Reasons to be Cheerful


I've been doing my 'Reasons to be Cheerful' posts for a while now and thought I'd explain where they came from. There has been some research done in America that reveals that if we spend just a few minutes at the end of the day reflecting on things that have gone well, on the positive aspects of the day, rather than the negative, then we deal better in the long term with stress and anxiety.
They learned from their research that thinking about positive events in a systematic way can be healthy and suggest that instead of ruminating about negative things, we try to ‘savour’ - relive, enjoy, and share - the positive events of your day.

It’s a habit that doesn’t come naturally however, warn the experts. As humans, an evolutionary survival mechanism leads us to instinctively pay closer attention to all things negative - potential risks and threats.

But the ‘three good things’ intervention can help to overcome that, say Bono and Glomb, who conducted an experiment to prove the effects of the rule. “After three weeks, stress levels and mental and physical complaints declined by small but significant amounts. Moreover, on days when participants focused on good things, they were better able to switch off stressful job-related thoughts in the evening at home.”

“Sharing positive events with others creates connections between people and bonds them with one another, further reducing evening stress,” add the researchers.

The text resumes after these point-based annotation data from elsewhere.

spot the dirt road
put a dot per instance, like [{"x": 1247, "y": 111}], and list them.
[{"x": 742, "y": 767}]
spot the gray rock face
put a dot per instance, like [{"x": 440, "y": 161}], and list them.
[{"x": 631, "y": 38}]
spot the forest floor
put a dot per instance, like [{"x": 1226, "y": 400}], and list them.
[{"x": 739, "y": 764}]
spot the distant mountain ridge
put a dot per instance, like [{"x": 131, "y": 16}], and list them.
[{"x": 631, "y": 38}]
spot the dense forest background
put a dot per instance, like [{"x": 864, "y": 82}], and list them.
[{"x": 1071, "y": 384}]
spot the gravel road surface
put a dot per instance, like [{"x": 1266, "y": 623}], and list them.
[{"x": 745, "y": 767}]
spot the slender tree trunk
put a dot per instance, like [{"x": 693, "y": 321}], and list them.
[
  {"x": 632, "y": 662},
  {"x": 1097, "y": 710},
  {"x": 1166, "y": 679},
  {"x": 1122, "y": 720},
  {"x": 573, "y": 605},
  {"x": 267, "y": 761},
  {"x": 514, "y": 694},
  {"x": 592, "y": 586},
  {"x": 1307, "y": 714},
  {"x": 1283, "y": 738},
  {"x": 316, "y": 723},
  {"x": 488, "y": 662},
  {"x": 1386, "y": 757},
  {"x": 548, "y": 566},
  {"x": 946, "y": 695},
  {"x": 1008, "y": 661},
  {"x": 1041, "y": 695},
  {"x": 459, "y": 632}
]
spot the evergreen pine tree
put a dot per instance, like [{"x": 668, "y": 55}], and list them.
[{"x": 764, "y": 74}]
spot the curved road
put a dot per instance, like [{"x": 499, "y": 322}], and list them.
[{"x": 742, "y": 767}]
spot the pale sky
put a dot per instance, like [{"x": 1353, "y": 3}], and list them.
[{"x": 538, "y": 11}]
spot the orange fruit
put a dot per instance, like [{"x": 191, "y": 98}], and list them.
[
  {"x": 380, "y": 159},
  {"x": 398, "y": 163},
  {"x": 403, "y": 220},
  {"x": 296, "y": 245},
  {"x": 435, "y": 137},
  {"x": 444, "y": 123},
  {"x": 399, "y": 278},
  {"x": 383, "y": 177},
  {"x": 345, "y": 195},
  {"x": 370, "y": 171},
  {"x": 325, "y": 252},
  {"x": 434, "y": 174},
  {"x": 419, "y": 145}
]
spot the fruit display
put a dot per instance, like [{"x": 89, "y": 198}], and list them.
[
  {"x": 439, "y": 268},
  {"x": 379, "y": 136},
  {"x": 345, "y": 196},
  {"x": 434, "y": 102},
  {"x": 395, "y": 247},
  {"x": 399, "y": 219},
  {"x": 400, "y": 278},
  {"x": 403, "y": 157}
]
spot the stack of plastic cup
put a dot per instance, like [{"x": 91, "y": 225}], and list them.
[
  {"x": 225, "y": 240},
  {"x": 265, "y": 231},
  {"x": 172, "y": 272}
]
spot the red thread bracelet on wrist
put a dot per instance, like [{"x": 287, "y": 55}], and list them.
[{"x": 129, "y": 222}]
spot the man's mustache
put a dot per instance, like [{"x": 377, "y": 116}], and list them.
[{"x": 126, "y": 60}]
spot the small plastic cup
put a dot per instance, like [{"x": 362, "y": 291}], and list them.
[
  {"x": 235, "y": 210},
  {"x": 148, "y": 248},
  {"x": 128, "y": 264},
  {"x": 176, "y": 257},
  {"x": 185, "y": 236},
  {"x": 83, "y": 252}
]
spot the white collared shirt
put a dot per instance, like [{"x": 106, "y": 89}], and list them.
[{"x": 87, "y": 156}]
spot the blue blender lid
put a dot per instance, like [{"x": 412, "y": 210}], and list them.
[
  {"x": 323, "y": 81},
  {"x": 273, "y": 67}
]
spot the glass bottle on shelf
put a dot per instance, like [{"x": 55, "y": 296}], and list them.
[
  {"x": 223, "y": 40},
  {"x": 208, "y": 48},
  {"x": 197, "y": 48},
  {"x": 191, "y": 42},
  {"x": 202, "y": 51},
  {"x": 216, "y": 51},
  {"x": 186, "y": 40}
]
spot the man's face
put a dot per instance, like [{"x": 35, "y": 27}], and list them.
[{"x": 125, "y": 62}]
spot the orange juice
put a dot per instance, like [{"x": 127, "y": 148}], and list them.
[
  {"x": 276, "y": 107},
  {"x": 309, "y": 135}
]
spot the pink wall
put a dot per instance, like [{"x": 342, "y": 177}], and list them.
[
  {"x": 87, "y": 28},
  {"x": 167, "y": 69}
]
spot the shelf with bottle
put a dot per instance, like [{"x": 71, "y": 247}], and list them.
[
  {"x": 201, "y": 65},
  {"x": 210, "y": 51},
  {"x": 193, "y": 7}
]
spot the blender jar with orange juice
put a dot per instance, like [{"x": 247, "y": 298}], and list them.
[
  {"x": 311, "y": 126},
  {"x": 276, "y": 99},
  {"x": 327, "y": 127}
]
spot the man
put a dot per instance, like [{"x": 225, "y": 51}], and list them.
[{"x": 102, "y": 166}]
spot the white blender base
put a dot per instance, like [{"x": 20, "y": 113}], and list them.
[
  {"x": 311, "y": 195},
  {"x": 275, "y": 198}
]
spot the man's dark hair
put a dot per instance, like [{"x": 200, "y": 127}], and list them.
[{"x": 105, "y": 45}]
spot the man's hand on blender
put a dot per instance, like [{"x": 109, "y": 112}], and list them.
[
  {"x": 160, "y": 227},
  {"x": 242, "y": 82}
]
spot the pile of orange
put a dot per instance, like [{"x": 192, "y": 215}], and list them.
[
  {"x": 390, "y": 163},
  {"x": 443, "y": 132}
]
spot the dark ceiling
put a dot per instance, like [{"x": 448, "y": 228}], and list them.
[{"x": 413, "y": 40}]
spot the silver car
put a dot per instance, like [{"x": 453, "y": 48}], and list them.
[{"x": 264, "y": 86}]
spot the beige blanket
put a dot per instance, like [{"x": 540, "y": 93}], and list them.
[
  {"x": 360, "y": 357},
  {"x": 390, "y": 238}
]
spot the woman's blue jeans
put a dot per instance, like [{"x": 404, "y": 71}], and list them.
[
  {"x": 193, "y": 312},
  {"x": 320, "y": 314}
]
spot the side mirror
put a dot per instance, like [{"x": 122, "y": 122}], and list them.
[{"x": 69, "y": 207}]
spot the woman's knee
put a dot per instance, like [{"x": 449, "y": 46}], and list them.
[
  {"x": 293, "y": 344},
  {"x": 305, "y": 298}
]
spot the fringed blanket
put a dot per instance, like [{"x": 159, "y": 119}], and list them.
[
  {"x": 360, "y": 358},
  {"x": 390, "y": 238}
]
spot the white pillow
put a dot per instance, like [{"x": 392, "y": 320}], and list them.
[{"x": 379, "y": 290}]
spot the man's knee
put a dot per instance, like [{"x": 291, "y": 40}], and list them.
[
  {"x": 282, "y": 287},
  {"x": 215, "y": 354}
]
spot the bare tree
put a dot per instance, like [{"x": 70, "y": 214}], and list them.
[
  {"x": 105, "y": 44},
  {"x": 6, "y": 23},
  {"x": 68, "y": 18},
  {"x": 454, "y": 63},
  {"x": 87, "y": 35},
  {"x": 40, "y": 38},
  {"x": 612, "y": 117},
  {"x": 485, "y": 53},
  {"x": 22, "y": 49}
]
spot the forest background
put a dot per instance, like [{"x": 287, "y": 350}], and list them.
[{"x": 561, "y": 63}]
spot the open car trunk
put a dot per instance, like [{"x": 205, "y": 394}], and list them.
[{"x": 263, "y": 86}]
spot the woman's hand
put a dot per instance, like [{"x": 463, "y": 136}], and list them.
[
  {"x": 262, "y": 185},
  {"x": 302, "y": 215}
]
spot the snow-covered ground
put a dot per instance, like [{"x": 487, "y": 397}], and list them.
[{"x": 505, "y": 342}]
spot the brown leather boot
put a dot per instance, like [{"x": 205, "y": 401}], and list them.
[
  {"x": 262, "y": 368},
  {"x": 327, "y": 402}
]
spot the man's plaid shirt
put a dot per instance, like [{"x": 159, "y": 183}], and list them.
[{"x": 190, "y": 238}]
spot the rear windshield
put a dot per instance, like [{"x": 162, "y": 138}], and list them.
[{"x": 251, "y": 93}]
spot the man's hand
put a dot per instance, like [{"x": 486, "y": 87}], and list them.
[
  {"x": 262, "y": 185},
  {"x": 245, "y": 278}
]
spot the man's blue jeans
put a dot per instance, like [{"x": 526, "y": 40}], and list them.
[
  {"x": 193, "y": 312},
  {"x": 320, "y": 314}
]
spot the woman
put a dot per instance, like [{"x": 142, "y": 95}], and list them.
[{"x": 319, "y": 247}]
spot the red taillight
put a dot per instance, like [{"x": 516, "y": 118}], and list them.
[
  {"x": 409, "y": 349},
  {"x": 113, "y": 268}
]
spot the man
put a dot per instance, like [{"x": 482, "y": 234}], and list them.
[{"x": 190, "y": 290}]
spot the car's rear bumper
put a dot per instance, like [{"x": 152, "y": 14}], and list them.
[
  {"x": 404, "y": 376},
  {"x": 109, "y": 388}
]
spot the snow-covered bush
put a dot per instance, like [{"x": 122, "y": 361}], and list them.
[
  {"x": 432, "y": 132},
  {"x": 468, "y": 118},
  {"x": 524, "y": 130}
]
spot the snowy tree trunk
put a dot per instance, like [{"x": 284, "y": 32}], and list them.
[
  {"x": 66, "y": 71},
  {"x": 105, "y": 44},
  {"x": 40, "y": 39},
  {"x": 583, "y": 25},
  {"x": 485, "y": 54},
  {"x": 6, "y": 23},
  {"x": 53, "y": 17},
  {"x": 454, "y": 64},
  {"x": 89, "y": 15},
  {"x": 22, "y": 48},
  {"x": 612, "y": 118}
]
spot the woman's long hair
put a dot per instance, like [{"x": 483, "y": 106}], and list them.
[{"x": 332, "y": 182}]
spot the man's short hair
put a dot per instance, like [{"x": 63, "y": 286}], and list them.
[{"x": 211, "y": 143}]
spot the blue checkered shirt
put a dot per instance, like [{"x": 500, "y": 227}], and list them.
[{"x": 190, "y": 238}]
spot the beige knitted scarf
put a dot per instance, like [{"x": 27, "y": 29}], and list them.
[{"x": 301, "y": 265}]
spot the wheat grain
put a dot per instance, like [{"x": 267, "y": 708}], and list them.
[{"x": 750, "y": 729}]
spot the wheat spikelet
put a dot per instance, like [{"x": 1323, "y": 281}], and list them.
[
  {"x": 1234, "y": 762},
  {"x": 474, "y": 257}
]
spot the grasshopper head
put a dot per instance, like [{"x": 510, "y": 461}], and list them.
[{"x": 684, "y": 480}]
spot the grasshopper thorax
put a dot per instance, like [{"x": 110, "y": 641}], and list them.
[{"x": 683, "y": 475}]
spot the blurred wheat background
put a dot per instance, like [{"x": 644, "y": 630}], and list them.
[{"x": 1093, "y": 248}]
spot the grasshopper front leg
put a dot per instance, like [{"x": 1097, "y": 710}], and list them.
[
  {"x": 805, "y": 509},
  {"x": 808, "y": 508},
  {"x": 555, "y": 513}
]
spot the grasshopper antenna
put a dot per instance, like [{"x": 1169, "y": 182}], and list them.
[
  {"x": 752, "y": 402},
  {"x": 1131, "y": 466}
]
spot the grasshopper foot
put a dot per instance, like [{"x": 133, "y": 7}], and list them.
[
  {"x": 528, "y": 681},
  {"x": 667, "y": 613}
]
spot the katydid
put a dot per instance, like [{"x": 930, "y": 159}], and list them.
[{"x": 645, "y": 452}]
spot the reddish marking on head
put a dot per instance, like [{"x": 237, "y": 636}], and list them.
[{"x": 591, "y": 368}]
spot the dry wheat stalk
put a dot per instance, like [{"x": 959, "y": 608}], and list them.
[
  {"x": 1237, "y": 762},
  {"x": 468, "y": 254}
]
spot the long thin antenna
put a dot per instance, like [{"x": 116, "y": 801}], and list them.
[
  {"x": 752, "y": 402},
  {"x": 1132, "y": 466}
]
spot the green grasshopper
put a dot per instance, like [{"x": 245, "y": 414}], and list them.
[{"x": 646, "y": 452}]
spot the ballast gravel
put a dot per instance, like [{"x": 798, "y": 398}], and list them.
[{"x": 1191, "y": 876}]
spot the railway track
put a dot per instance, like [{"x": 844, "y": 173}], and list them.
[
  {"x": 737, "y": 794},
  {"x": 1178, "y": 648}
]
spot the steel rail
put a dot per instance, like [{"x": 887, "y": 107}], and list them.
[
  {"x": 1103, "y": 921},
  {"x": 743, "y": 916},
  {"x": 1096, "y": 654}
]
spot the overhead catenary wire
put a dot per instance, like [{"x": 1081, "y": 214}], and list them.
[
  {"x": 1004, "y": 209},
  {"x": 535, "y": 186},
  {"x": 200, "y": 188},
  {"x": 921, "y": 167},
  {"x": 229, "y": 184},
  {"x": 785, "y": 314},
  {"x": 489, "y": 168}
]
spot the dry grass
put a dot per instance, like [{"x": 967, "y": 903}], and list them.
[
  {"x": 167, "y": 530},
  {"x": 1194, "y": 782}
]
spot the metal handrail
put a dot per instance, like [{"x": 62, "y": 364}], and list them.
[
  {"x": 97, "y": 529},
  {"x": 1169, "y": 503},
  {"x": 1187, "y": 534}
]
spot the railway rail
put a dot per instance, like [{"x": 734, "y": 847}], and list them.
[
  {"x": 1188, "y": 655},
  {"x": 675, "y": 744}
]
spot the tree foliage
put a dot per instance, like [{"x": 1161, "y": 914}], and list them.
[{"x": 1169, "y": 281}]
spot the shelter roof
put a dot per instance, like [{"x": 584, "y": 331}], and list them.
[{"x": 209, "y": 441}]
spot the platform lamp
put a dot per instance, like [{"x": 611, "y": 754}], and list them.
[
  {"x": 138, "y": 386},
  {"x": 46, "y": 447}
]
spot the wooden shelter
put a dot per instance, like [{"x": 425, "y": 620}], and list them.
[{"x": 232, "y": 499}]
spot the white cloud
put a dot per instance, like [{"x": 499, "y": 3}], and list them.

“Ultimately, this also improves sleep, which our ongoing research suggests leads to greater alertness and better mood - which in turn leads to more positive things happening the next day.”
Participants in the study also noted that they felt more productive and creative at work after trying out the ‘three good things’ rule.

So - with all these good reasons to focus on the positive, what's stopping you....? From the very small things to the big events, relish them all.   Here's my three things from last weekend...

1.  The late afternoon sunshine slanting across the garden.  The soil warm from the day's rays, the raspberries plump and round, sliding easily from their anchor.  The warm, sharp explosion of taste in my mouth and a memory that is awakened by the taste and smell - I'm a small child in my Grandad's allotment, sneaking raspberries from the canes and eating them quietly in his warm, wood smelling shed. There is a moment, fleeting, of pure unadulterated childlike happiness.

2. To pick the last of the summer produce.  Reaching high up into the branches of the fig tree, feeling the soft fruit under my fingers; twisting the ripe apples from their boughs and feeling their comforting heavy weight in my hands.

3.  The waves on the pebbles, swooshing and cackling, back and forth.  The sun, warm on my face and limbs.